First thing: Thanks to you who commented to my test [now deleted]. I wanted to make sure I had not inadvertently gotten blocked the handful of people who might conceivably comment here. If you were blocked from posting a comment and you don’t know my email address, please email me here (provided email address good for one week, courtesy of Spambox).
Now for the recommendations….
But first, a little story.
Once upon a time (it was not actually a dark and stormy night, but it could have been), I moved from my “apartment” at LiveJournal to this, my “home” here at BlueHost, where I had them set up a WordPress blog for me. Once I was up and running — in virtually no time at all, actually — I posted a few things. All was well and good in my personal corner (niche?) of the blogosphere. But I began to worry anyway… because that’s what I do, m’kay.
Specifically, I began to worry about “comment spam“, also called “link spam”. Although I had not received any, I knew it was only a matter of time.

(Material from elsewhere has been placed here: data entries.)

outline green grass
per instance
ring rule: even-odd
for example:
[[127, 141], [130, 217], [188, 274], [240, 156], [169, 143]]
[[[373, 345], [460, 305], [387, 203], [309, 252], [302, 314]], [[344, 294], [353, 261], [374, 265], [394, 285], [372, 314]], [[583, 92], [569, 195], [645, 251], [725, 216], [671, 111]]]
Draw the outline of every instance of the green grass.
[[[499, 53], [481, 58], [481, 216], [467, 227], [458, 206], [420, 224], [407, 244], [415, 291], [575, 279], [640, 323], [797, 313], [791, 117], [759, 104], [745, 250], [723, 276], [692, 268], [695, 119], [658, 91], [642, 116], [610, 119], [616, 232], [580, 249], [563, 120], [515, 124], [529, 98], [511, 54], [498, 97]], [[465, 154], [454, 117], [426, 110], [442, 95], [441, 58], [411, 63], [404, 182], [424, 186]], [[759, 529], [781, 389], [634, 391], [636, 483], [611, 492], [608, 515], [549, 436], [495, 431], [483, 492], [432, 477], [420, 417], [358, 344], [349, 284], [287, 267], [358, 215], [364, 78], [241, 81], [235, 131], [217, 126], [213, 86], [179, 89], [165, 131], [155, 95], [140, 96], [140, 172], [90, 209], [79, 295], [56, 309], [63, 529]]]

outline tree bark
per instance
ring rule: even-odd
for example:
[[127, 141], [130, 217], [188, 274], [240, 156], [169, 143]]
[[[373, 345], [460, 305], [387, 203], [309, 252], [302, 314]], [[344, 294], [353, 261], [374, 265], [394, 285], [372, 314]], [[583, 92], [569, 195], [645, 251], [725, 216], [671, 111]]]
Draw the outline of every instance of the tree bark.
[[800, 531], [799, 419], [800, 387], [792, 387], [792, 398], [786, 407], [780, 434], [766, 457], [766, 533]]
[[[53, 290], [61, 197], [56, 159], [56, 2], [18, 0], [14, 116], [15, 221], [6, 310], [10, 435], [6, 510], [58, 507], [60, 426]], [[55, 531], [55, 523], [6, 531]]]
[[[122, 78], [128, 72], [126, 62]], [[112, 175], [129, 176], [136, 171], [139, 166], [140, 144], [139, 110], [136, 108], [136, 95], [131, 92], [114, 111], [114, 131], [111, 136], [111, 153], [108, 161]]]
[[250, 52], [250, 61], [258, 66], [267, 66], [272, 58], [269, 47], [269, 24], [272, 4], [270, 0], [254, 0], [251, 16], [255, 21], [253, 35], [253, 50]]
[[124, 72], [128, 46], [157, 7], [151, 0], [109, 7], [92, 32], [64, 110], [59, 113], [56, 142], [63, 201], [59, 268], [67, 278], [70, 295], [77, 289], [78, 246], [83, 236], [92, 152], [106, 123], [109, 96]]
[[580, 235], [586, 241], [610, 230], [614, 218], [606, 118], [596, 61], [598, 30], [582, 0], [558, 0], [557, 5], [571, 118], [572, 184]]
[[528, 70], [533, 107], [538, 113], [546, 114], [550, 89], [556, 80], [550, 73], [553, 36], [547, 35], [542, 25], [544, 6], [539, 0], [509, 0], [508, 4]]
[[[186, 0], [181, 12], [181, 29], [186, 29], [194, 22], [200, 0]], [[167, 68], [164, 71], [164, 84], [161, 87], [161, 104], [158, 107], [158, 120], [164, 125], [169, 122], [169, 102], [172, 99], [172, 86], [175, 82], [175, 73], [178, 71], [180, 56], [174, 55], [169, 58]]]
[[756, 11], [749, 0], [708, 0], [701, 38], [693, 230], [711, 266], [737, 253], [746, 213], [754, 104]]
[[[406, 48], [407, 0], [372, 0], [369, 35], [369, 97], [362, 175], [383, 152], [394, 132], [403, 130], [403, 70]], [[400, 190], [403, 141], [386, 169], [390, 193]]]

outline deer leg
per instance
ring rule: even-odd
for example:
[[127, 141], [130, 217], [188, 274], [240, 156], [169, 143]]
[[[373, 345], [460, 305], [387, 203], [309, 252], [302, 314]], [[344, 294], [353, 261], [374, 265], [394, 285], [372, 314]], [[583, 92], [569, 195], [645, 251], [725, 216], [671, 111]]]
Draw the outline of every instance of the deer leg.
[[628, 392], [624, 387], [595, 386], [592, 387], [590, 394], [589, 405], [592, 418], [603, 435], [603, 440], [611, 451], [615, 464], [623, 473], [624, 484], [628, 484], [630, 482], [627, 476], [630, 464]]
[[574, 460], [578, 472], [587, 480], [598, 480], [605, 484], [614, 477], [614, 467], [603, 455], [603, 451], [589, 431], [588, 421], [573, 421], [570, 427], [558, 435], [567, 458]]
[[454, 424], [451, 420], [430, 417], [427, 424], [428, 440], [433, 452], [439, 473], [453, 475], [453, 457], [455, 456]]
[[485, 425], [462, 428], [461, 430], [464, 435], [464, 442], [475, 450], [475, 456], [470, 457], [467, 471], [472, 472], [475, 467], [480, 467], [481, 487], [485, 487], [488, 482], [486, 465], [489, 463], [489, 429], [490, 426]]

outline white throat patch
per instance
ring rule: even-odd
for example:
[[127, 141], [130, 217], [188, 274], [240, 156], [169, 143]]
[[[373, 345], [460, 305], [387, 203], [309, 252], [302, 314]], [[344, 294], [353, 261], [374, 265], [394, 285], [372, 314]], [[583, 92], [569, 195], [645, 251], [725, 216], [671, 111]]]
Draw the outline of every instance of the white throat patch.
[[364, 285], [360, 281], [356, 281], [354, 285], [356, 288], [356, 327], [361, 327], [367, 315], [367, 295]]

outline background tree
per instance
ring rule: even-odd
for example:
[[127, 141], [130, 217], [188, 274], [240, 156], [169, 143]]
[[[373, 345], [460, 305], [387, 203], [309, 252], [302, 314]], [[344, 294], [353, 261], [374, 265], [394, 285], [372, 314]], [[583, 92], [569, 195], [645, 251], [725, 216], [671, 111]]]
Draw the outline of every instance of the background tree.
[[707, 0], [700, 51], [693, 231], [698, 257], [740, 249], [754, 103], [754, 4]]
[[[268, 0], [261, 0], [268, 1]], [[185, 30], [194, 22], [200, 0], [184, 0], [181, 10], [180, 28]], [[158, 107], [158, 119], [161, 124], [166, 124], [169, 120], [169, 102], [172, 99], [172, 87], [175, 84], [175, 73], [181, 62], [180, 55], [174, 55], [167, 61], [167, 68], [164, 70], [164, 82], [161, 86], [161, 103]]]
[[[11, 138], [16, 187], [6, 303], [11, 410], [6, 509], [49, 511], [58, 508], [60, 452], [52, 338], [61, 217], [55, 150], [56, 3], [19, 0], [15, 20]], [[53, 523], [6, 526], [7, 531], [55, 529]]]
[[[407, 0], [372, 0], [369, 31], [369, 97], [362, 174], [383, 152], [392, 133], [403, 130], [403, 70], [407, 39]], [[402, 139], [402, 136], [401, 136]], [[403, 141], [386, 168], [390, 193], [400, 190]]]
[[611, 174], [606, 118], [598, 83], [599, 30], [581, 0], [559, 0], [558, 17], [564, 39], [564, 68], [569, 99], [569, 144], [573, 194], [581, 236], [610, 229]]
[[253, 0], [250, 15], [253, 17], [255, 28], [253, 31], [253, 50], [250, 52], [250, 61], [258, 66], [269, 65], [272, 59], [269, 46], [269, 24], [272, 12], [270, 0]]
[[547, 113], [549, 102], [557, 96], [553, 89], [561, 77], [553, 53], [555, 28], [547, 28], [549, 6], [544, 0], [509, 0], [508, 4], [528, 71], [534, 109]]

So, I installed Akismet.
You have better things to do with your life than deal with the underbelly of the internet. Automattic Kismet (Akismet for short) is a collaborative effort to make comment and trackback spam a non-issue and restore innocence to blogging, so you never have to worry about spam again.
WordPress made installing the Akismet filter easy as (memorizing the first four digits of) Ï€. And, in the course of time, it began to catch spam. At first there were just a few. Then, there were a few more, and a few more. And then, there were a lot more. At last count, Akismet has caught 1050 spam comments to this blog. Top hits: ringtones, viagra (and other assorted pharmaceuticals), gambling. Not that I wanted to know; but Akismet saves all the spam in a database for a period of days before automatically deleting them. I did not have a single false positive, and I trusted the filter. It started bothering me, though, that the spam comments were getting so close to me, infiltrating my precious allotted hard drive space, wasting my even more precious bandwidth. I didn’t want to see the spam anymore, jailed by Akismet or not. I wanted it stopped before it reached me at all.
Enter Bad Behavior:
[A] set of PHP scripts which prevents spambots from accessing your site by analyzing their actual HTTP requests and comparing them to profiles from known spambots. It goes far beyond User-Agent and Referer, however. Bad Behavior is available for several PHP-based software packages, and also can be integrated in seconds into any PHP script.
There are a lot of plugins for WordPress, a number of them dedicated to stopping spam. Out of the many I looked at, Bad Behavior struck me as being particularly effective. So, I installed it. Quickly and easily, too, using Fetch. Once I fired up the plugin, I didn’t have too long to wait. Within an hour Bad Behavior had caught ~20 “spambots” (see the Web Robots FAQ for more info) trying to accomplish their nefarious ends. Since yesterday, it has caught 77 spambots. And nothing has gotten through even to Akismet. Needless to say, I am quite pleased with Bad Behavior and hope someday to donate some currency to its creator, Michael Hampton (who also happens to run a recommended site, Homeland Stupidity).